Dia mahfum terbentuknya pemerintahan di Pacitan saat ini dilatarbelakangi mandat yang diterima Ki Ageng Notopuro dari Keraton Surakarta Hadiningrat untuk menjadi adipati. Mandat itu tertera dalam sebuah serat atau layang kekancing pada 1745. ‘’Dari sini sejarah tersebut kemudian digali. Saat Ki Ageng Notopuro dinobatkan menjadi adipati, tentu di Pacitan sudah ada masyarakatnya. Kami ingin dalami itu,’’ ujarnya.
Menurut Aji, ada sejumlah sumber yang bisa dijadikan rujukan awal untuk memulai menggali sejarah berdirinya Pacitan.
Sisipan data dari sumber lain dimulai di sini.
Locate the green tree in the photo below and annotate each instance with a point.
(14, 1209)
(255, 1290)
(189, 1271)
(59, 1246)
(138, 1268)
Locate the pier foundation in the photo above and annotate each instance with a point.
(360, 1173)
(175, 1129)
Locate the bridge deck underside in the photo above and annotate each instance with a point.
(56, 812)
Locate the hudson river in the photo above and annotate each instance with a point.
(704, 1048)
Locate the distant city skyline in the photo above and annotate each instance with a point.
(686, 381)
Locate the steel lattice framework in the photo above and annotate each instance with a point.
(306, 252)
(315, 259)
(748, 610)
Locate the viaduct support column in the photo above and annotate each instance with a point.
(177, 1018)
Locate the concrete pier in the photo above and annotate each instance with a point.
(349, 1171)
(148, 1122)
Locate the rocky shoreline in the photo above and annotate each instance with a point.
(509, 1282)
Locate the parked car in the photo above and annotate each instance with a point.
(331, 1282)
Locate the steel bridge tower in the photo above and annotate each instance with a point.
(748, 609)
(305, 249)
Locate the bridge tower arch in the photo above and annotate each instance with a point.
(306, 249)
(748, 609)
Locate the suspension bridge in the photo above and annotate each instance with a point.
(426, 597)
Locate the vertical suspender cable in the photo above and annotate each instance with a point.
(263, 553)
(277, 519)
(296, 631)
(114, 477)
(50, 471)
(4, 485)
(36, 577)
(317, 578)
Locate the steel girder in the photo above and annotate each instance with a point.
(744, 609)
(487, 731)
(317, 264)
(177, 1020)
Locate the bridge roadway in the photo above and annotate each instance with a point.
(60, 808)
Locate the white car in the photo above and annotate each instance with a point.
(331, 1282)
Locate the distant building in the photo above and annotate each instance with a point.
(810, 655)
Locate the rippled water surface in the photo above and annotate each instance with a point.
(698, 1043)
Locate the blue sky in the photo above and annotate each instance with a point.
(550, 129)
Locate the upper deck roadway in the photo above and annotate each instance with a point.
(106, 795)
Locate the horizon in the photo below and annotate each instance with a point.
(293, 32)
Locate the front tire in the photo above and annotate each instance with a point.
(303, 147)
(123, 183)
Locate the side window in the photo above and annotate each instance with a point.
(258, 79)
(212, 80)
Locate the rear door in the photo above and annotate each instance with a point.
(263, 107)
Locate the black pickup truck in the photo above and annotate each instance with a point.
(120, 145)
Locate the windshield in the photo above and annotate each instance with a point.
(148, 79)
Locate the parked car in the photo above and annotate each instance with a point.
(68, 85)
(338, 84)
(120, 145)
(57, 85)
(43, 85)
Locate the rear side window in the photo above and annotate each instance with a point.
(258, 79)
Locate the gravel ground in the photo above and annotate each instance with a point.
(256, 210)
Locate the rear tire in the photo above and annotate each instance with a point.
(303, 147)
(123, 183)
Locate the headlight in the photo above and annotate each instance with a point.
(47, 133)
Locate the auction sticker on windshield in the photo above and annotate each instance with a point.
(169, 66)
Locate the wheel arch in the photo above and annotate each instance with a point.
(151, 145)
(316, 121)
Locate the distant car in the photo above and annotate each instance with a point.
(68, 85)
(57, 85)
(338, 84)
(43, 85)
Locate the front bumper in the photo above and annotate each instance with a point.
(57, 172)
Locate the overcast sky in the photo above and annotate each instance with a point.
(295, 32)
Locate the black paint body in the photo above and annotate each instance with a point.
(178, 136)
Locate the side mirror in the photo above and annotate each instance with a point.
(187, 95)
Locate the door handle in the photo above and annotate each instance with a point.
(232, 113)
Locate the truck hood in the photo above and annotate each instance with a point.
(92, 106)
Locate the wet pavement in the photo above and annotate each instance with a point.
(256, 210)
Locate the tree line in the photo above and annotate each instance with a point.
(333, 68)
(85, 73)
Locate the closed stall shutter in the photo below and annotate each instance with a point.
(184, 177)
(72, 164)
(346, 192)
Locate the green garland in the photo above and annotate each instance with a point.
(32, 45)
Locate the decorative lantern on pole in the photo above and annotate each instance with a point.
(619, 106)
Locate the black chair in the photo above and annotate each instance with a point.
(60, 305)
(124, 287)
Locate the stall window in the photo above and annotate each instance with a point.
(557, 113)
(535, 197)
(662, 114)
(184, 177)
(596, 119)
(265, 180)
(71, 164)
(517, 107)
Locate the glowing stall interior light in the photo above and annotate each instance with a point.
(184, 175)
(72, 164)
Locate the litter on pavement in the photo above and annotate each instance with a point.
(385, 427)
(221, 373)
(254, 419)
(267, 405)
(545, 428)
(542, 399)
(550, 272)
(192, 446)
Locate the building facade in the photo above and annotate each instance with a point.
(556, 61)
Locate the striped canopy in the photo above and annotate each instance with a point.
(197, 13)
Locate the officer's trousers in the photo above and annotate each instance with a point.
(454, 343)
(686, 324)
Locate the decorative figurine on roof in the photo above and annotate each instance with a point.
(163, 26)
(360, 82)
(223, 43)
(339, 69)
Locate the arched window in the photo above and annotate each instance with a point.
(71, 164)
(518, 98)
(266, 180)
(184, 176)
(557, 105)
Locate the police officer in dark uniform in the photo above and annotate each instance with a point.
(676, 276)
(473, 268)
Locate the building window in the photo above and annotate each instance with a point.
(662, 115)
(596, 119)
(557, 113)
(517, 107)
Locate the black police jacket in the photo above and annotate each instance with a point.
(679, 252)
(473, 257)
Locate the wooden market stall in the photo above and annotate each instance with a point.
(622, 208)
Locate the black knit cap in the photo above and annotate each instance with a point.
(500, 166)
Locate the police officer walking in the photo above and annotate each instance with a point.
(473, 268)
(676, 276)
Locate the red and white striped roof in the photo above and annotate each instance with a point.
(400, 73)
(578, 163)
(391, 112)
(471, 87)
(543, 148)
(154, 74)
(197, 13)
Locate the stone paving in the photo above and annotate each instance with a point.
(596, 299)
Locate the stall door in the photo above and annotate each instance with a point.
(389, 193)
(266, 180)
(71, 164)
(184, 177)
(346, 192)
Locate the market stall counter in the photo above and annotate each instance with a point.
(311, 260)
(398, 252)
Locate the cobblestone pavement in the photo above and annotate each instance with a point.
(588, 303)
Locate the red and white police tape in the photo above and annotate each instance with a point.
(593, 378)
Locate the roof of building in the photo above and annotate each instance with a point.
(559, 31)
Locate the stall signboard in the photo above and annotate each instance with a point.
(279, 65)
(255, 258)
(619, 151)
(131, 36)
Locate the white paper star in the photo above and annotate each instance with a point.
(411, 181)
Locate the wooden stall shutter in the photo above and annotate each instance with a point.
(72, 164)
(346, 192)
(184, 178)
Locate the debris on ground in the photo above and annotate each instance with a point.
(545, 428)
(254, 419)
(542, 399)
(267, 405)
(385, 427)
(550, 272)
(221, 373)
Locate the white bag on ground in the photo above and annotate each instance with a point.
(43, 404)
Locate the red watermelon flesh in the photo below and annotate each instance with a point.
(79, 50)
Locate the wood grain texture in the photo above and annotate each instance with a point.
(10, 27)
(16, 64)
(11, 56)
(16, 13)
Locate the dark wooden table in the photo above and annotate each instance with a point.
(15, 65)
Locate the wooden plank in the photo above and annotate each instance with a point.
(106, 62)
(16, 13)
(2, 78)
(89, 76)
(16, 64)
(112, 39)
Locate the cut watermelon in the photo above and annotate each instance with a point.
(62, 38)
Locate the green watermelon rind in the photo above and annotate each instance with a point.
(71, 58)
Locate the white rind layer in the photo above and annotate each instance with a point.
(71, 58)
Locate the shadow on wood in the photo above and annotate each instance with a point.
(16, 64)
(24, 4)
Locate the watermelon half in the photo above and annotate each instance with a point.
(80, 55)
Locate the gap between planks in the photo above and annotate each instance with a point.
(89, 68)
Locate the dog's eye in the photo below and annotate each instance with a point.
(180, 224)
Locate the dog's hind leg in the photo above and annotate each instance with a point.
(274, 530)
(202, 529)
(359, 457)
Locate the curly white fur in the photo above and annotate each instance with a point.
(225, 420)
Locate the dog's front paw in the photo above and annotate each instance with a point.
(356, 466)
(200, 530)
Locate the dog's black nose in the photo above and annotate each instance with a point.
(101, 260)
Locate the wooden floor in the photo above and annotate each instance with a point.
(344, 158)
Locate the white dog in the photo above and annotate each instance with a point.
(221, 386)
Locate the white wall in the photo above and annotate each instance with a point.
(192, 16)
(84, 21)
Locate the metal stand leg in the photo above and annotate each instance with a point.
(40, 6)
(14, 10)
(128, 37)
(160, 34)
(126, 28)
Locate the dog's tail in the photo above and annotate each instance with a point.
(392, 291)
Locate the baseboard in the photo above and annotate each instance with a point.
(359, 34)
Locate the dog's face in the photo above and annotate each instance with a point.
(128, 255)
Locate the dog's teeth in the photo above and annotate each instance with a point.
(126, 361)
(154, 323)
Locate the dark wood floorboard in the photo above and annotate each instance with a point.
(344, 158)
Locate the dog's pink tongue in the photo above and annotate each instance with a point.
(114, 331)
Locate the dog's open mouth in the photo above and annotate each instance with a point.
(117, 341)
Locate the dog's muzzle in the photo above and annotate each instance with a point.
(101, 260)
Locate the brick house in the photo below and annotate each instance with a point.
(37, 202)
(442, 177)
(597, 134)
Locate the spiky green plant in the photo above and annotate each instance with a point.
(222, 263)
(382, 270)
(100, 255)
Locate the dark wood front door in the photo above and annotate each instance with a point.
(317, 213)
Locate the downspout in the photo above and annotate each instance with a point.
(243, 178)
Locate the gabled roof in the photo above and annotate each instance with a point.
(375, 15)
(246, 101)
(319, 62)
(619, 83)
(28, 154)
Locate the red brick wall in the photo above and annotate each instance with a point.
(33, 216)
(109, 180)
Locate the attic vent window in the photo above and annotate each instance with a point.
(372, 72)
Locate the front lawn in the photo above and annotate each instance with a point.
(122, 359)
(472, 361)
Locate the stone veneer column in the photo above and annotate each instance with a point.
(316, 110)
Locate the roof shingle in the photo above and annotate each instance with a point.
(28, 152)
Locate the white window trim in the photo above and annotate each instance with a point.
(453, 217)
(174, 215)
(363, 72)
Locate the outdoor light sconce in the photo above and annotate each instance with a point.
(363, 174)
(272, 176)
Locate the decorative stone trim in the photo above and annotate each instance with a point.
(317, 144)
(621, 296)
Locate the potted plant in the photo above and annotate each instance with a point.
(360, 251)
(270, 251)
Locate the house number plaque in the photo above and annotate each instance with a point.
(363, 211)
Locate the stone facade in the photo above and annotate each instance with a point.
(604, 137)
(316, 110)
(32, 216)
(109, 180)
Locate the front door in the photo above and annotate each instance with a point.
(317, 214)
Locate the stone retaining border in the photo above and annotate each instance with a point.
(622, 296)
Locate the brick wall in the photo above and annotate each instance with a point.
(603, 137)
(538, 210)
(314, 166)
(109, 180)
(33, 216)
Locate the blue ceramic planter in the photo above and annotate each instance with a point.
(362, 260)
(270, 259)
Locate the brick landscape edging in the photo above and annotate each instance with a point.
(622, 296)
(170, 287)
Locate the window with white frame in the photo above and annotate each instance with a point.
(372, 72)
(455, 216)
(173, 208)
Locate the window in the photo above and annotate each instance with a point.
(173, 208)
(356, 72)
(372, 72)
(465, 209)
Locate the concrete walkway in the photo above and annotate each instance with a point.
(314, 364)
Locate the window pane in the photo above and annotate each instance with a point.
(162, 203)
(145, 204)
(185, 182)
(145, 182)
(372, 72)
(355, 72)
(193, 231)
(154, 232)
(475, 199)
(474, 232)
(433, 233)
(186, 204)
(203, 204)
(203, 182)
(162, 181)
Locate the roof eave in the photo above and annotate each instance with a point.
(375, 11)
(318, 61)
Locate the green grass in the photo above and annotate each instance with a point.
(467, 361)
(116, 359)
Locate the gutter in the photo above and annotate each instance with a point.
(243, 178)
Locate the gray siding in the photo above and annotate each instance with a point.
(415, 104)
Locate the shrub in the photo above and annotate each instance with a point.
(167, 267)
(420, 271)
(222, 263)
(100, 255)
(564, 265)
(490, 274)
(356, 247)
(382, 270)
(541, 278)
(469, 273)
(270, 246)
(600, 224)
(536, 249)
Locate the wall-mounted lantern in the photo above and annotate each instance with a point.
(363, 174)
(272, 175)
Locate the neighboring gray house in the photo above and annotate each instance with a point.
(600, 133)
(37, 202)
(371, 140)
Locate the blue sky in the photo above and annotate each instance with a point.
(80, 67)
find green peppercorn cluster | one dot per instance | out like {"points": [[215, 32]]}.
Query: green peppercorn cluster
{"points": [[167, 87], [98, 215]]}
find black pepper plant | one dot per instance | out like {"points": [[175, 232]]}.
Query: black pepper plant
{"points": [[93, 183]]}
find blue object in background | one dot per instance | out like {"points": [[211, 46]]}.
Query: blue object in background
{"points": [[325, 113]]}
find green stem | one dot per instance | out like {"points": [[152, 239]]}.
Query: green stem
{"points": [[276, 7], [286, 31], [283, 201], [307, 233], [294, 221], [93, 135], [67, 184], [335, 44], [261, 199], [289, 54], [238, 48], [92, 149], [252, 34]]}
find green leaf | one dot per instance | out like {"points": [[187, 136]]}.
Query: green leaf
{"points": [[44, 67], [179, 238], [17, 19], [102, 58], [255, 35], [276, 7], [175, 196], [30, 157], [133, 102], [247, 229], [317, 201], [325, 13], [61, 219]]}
Di antaranya, babat Ki Ageng Petung, Ki Ageng Posong dan Syekh Maulana Maghribi. Selain itu, ada sejumlah prasasti dan babat Trenggalek yang dapat dipakai sebagai acuan.
‘’Kalau dirunut lebih jauh lagi, Pacitan juga menjadi kota prasejarah. Buktinya ada di Museum Song Terus itu. Inilah tujuan pembentukan tim, untuk menetapkan mana yang pasti,’’ ucapnya.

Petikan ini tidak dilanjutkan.